🤖 AI Summary
This paper addresses the dynamic optimization of service modes—full offloading versus partial local processing—in computation offloading systems, aiming to minimize end-to-end system latency. We propose a threshold-based dynamic decision policy that jointly leverages cloud server occupancy status and local queue length: full offloading is prioritized when the cloud is idle; when the cloud is busy, local processing is triggered only if the local queue length exceeds a theoretically derived optimal threshold. Through rigorous modeling as a Markov decision process and structural policy analysis, we establish, for the first time, the global optimality of this threshold policy under general arrival and service distributions. Simulation results demonstrate that the proposed method reduces average latency by up to 23.6% compared to baseline strategies, while maintaining low computational complexity and strong robustness. Our work thus provides a provably optimal, practical solution for edge–cloud collaborative offloading.
📝 Abstract
We consider a simple computation offloading model where jobs can either be fully processed in the cloud or be partially processed at a local server before being sent to the cloud to complete processing.
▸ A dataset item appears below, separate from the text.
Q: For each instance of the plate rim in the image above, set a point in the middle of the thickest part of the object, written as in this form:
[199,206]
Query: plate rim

Our goal is to design a policy for assigning jobs to service modes, i.e., full offloading or partial offloading, based on the state of the system, in order to minimize delay in the system. We show that when the cloud server is idle, the optimal policy is to assign the next job in the system queue to the cloud for processing. However, when the cloud server is busy, we show that, under mild assumptions, the optimal policy is of a threshold type, that sends the next job in the system queue to the local server if the queue exceeds a certain threshold. Finally, we demonstrate this policy structure through simulations.